In the same week – when all the impressions are still the freshest – each participant should do a short presentation in front of their respective teams. Show pictures from the visit, the most important impressions, report about the mindset that you experienced and possible threats and chances of the changes coming. Also mention, which new methodologies the team has to acquire to prepare themselves for the future.
Within a month organize an innovation salon. That’s an informal one to two hour meeting at the company where company employees have been invited to participate, no matter what their job role or experience is. It serves to instill a culture that innovation is the responsibility of everyone, and not just the ‘creative’ department. The innovation salon can be scheduled as a brown bag lunch or later in the day overlapping with the end of a regular work day. This way you get a self-selecting effect, where only those employees who are highly motivated and interested in innovation attend and stay.

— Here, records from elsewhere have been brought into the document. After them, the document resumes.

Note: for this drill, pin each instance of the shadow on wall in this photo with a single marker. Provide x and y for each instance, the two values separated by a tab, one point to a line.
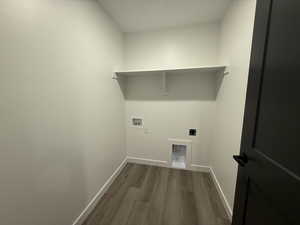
184	87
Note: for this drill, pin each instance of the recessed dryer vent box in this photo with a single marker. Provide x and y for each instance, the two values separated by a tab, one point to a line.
137	122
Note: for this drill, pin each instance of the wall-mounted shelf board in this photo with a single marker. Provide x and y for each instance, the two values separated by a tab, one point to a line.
202	69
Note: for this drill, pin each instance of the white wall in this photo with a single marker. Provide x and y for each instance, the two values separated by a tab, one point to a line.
190	102
62	116
178	47
236	40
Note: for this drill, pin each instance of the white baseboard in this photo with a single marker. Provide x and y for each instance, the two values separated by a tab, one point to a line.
221	194
200	168
90	207
144	161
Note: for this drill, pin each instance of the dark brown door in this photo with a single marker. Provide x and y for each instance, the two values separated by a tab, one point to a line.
268	186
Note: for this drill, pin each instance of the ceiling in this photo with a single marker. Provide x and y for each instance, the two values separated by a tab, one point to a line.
140	15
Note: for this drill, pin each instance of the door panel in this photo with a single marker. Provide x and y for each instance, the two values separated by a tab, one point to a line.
261	210
277	128
268	186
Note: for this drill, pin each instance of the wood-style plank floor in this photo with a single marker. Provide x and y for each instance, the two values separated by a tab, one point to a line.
148	195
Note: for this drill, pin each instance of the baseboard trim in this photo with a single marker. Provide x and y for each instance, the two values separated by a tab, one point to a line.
144	161
92	204
221	194
200	168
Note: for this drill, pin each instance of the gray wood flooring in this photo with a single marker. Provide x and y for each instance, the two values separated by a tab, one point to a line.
148	195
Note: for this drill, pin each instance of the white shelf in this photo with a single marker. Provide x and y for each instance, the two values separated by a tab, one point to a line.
212	68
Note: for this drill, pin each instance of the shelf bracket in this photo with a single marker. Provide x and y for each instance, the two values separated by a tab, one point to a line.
115	76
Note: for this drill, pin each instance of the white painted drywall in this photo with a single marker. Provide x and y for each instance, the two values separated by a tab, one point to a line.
62	116
190	102
236	40
145	15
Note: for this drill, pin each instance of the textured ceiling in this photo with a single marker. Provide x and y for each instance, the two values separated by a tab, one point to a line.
140	15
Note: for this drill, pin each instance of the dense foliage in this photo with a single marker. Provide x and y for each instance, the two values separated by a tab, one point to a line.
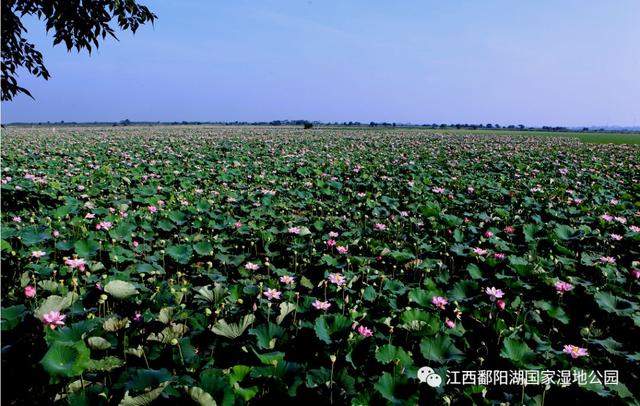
79	24
244	265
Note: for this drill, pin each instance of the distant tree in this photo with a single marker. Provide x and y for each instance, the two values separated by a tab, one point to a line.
80	24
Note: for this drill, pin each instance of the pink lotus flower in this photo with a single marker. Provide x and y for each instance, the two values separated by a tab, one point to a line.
562	287
337	279
29	291
607	260
365	331
494	293
76	263
321	305
439	302
272	294
575	352
480	251
294	230
251	266
104	225
287	280
53	319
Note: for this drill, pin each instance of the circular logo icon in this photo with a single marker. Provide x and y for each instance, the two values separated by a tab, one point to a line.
428	375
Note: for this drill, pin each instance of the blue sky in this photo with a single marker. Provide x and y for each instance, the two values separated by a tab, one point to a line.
544	62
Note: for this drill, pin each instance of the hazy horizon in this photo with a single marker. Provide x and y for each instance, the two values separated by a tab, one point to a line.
572	64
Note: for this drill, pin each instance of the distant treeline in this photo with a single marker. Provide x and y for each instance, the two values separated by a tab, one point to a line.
310	124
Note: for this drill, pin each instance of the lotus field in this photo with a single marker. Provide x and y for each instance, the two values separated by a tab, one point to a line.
240	265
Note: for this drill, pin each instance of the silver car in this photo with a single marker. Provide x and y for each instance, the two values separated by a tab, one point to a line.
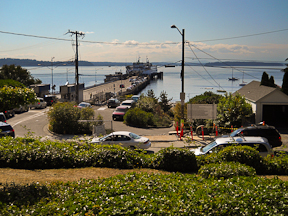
260	143
125	139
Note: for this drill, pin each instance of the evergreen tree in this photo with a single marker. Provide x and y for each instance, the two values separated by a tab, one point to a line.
285	81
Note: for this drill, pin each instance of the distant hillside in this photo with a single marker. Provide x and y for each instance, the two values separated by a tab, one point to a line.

Topics to be discussed during such a salon should be flexible and open for a broad range of areas, including product improvements, production processes, approaches, latest trends that come from outside, interesting trends that may not have an immediate impact on the company on a first look and similar areas of interest. The salon can take place in a rather unstructured way, or by having participant giving short prepared presentation and introductions to new topics. Examples could be “What does artificial intelligence mean for our production processes?”, “Driverless cars for our logistics?” etc.
This salon should become a regular item conducted every other week or at least every month. The number of participants will vary every time and much of the success will depend on the energy and enthusiasm of the organizers. What will increase is certainly the communication between departments.
Within three months after the Siliocn Valley visit organize a company-wide half-day or full day innovation event, that include external speakers. Ideally those are speakers from the innovation space, potentially also from partner companies or clients.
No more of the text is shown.